Le premier tiers de la représentation se déroule en général dans une atmosphère douce qui n’exclut pas les moments de tension. L’absence d’effets visuels permet d’apprécier encore plus le jeu de l’équipe. Toutes et tous démontrent un sens vif de la répartie et de la narration (qui évoque une certaine distanciation à la Bertolt Brecht sans aller aussi loin dans sa dimension didactique). L’histoire, malgré les nombreuses allusions à des individus et événements, s’écoute sans trop de difficulté. Vidal et Beaupré ont porté une attention particulière à la sonorité des voix. La radicalité de la proposition rappelle l’une des meilleures réalisations de la cometteure en scène (son Je disparais d’Arne Lygre au Prospero l’automne dernier). Quelques allusions musicales de jazz ponctuent la progression dramatique, jusqu’à l’annonce de vive voix du début de l’entracte.
La deuxième portion demeure la plus forte, la plus prenante, la plus rigolote. Les comédiens se déplacent même dans la salle (autant au parterre qu’au balcon), en plus de personnifier des personnages de cultures et de sexes différents. L’une des séquences se démarque justement par son aspect ironique et plus irrévérencieux, alors que s’enclenche un concours pour trouver une épouse à l’un des Lehmann (Vincent Côté). Chacune des candidates est évaluée selon son physique et sa « personnalité ». Toutes et tous ses partenaires de scène s’exécutent, dont Igor Ovadis et Didier Lucien qui parodient deux midinettes, cette « inversion sexuelle » entraînant un effet-miroir sur le machisme tangible de ce type de rituel. Cette partie de la représentation se conclut avec une Olivia Palacci qui demande au public assis au balcon et dans la première rangée du parterre de venir s’installer sur les sièges posés sur la scène pour la dernière partie.

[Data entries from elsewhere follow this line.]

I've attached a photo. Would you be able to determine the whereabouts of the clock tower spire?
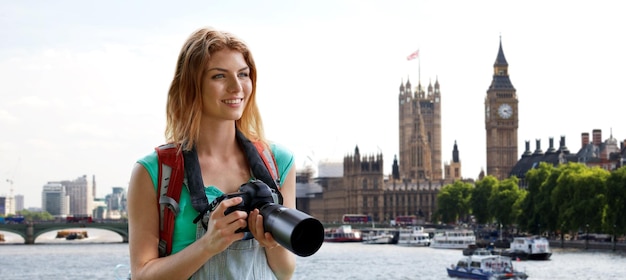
[485,37,519,180]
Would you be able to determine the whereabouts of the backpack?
[155,130,280,257]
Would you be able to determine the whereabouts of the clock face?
[498,103,513,119]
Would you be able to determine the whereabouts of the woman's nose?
[227,78,242,92]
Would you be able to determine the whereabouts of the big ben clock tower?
[485,38,519,180]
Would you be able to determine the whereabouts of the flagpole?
[417,52,422,85]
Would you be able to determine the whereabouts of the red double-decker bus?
[343,214,372,224]
[65,215,93,223]
[396,215,417,226]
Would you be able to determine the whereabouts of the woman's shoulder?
[137,151,159,166]
[270,142,295,182]
[270,142,293,159]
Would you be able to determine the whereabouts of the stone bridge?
[0,222,128,244]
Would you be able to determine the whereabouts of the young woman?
[128,28,296,280]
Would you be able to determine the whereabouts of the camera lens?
[259,203,324,257]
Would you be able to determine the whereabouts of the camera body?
[224,180,282,232]
[219,180,324,257]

Le dernier segment, qui nous transporte des années 1940 à aujourd’hui, parait à priori le plus dynamique. Il demeure toutefois moins incarné que les deux précédents. Est-ce la longueur de l’entreprise théâtrale qui commence à se faire sentir? Un certain flottement est perceptible, comme si l’auteur avait voulu condenser trop d’événements ou de matières en un seul bloc. Quelques extraits de mélodies populaires emblématiques des décennies 1960 et 1980 (Blowin’ in the wind de Bob Dylan, Rockit d’Herbie Hancock) font toutefois sourire et nous permettent d’imaginer le mordant qu’aurait mérité cette partie du spectacle.
À la tombée du rideau, les applaudissements chaleureux ne laissent aucun doute quant à la portée artistique et sociale de ces Chapitres de la chute au souffle revendicateur et à la maîtrise plus qu’appréciable.